While still a student at Englewood High School at the age of 14 she began performing in local Chicago clubs due to her four-octave vocal range. She meets jazz legend Duke Ellington who gives her a chance to tour with his orchestra. She signed with a manager who gave her the stage name of Lynn Mayfair. Six months later, dissatisfied with the name, she asked her mother for her advice for a replacement. Her mother suggested she call herself Nichelle Nichols.

The year, 1951 proved to be a pivotal year in her life. Shortly after her 18th birthday, she married her dancing partner, Foster Johnson, a man 15 years her senior. The marriage ended quickly, but not before she became pregnant with her son – Kyle Johnson, born on August 14. She graduated from Chicago’s Englewood High School, then resumed touring extensively through the U.S., Canada, and Europe with Ellington’s band and the Lionel Hampton Band as a singer and dancer. Later she performed in various theatrical productions in Chicago and New York. The stage performances included the title role in “Carmen Jones” and a supporting appearance in “Kicks and Company,” a highly anticipated musical by civil rights activist Oscar Brown, Jr. The latter show was scheduled to go to Broadway but closed out of town in Chicago. Still, for “Kicks & Company” she received her first nomination for Best Actress from the prestigious Sarah Siddons Society. The second nomination came when she joined the company of Jean Genet’s “The Blacks: A Clown Show.”

Nichelle Nichols in her early career as a dancer.

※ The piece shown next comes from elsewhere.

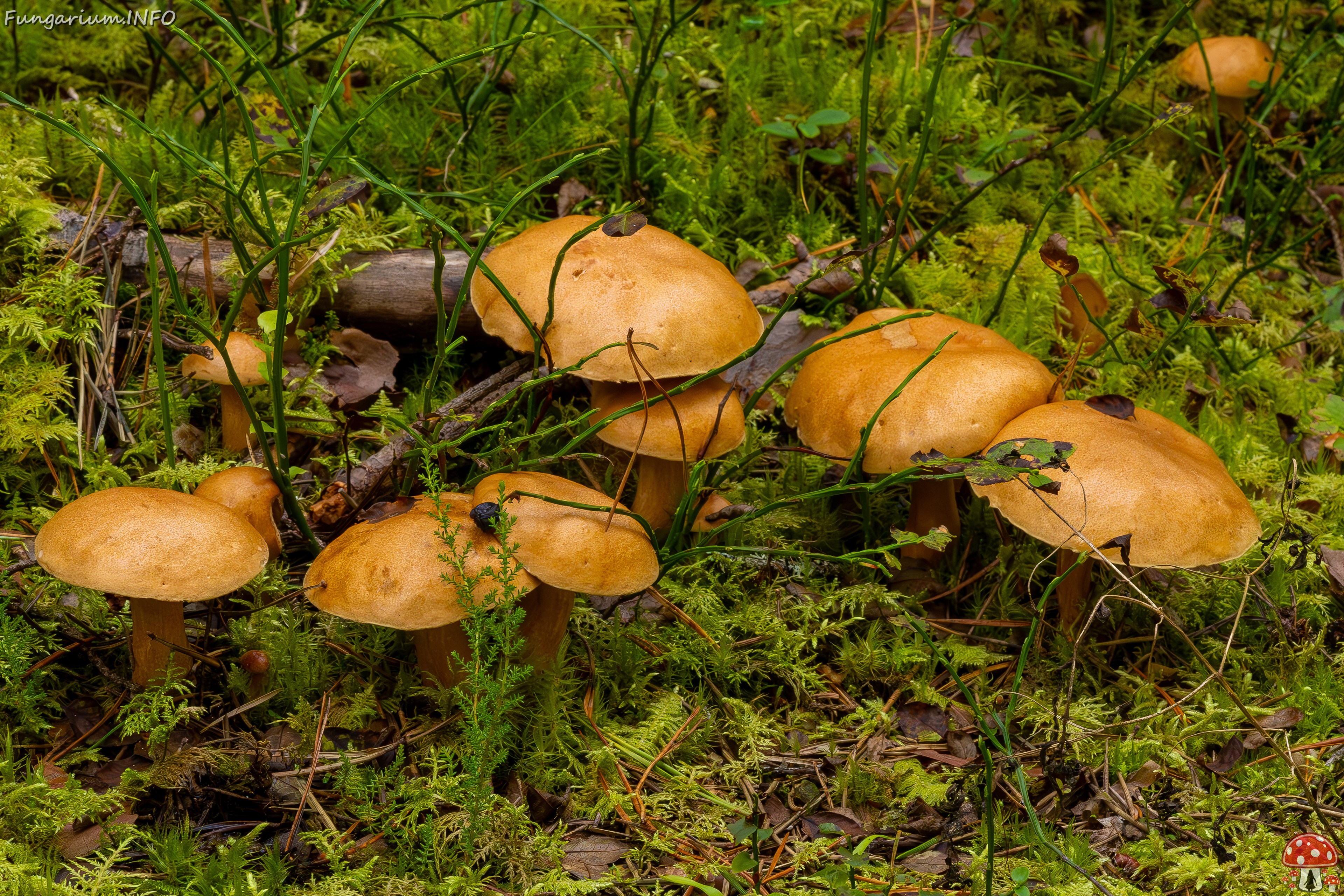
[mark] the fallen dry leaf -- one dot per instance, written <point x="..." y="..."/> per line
<point x="369" y="373"/>
<point x="917" y="718"/>
<point x="589" y="858"/>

After moving to Los Angeles in the late 1950s, Nichols supplemented her income with occasional modeling job. The attractive entertainer made her feature film debut with a brief appearance as a dancer in the musical “Porgy & Bess” (1959), starring Sidney Poitier, Dorothy Dandridge and Sammy Davis, Jr.  She continued working on the stage, including “The Roar of the Greasepaint – the Smell of the Crowd,” “For My People,” and James Baldwin’s “Blues for Mr. Charlie.”  In 1962, she returned to New York to serve as understudy to Diahann Carroll’s lead role in the Richard Rodgers musical, “No Strings.”

  1. The State of 1960s Television 

In 1963, Nichols returned to Los Angeles looking for work in film and TV. This was the year that she first met Gene Roddenberry. However, before we get to the story of the meeting between Nichols and Roddenberry, we need to place it in its proper context by examining the conditions a Black woman pursuing an entertainment career would have had to endure in the 1960s. 

During the politically restless decade, broadcast television attempted to shift from perpetuating racial stereotypes. In 1961, African-American actors were largely marginalized into one-dimensional roles, nearly always playing servants, providing comedic relief, or both. Eddie Anderson, who played Jack Benny’s manservant “Rochester” on “The Jack Benny Show,” is a perfect example of this tradition. However, most Black actors had to settle for guest appearances in a single episode.

Gradually, throughout the decade, a small band of Black actors acquired recurring, supporting roles in a few shows. Cicely Tyson made history as the first African-American female star of a television drama with her role as secretary Jane Foster in “East Side/West Side.” The short-lived series lasted one season. It would be three years before another tv production would make another attempt.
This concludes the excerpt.